The local government hospital was very busy and navigating the corridors was often the most challenging part of the day. I quickly learned the importance of family and communities to the Nepali people. Patients were always surrounded by their full extended family and should a patient pass away the whole village community would arrive at the hospital to pay their respects.
I had the opportunity to attend outreach clinics, where a doctor would travel to remote communities that have no immediate access to health care. There, they would run what is essentially a drop in clinic. As many of the patients were very poor, the option of referring them to the hospital was limited so in most cases the doctor needed to formulate a diagnosis and treat it there and then. As he only has with him his stethoscope and no other means of investigation this often relied on guesswork.
I had the opportunity to attend outreach clinics, where a doctor would travel to remote communities that have no immediate access to health care.
My hospital placement was a great opportunity to witness and learn about conditions that we see much less of in the UK such as Rheumatic Heart Disease, post viral glomerulonephritis and organophosphate poisoning. It also provided the chance to observe a different approach to medicine which will leave me plenty to think about when I begin to practice myself.

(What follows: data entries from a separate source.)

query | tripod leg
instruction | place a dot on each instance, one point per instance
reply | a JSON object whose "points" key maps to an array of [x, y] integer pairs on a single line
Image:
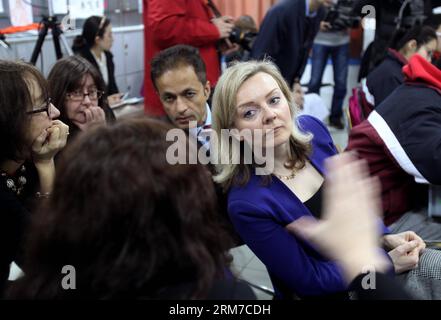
{"points": [[41, 36], [67, 49], [56, 37]]}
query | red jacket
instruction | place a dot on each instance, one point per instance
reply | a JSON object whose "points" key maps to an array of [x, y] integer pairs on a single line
{"points": [[171, 22]]}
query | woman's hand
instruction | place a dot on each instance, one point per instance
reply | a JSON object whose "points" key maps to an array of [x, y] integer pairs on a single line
{"points": [[93, 115], [405, 256], [49, 143], [392, 241], [114, 98], [348, 232]]}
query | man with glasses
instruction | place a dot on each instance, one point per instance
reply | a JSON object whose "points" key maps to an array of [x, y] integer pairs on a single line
{"points": [[77, 89]]}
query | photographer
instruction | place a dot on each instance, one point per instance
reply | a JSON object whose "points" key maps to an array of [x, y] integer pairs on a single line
{"points": [[386, 14], [182, 22], [287, 33], [332, 40]]}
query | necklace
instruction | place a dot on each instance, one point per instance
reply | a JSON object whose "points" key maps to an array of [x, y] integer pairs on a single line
{"points": [[15, 184]]}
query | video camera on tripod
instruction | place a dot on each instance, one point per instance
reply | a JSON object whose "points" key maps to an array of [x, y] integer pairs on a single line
{"points": [[241, 36], [50, 22], [341, 16]]}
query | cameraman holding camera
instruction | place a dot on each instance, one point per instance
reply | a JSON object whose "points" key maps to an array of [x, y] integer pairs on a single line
{"points": [[168, 23], [287, 33], [332, 40]]}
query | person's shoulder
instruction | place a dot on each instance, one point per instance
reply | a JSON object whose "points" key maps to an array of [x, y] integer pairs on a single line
{"points": [[109, 55], [252, 194], [230, 290], [310, 124]]}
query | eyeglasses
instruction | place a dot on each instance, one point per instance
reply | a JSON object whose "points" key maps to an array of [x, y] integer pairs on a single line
{"points": [[45, 107], [79, 96]]}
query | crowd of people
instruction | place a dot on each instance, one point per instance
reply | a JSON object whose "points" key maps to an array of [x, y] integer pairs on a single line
{"points": [[80, 188]]}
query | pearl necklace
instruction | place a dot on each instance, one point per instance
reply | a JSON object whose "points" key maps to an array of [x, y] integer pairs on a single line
{"points": [[290, 177], [18, 185]]}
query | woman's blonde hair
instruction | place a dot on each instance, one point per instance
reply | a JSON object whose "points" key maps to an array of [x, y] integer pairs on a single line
{"points": [[224, 110]]}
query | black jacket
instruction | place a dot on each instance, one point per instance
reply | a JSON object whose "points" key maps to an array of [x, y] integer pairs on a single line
{"points": [[111, 86], [287, 35]]}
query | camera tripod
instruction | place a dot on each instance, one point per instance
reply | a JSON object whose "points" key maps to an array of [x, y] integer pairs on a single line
{"points": [[50, 22]]}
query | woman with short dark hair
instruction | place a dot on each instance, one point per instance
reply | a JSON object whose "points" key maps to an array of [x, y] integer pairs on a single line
{"points": [[131, 224], [94, 45], [30, 137]]}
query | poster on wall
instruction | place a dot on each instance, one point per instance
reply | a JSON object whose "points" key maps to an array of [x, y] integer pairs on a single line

One of my highlights of the trip was my village experience. We stayed with a local family who couldn’t have been more welcoming.
This gave us the opportunity to see how the rural community in Nepal really live and how different their lives are from ours. By day we helped out on the health post seeing patients with all sorts of complaints from high blood pressure to arthritis. Our advice on pain medication regimens and the treatment of viral illnesses without antibiotics was welcomed. It was rewarding to see that the knowledge we brought with us could make a difference to these people and that they trusted us. In the afternoon we took part in cultural activities such as visiting the temple and even attending a local wedding. We would then sample the real local cuisine with the family before retiring to bed. In the week that we were there we were made to feel both a part of the family and the village community.
Nepal is a poor country and many of the people struggle as a result. Despite this, the people emanate happiness and positivity. Religion and family takes precedence over anything else and their attitude to life is inspiring. Nepal is blessed by stunning scenery everywhere you look but its greatest gift is its people. For me, doing my elective in Nepal offered me everything I could hope for and it was work the world that made this possible. I honestly believe it has something for everyone so if you choose Nepal you won’t be making a mistake.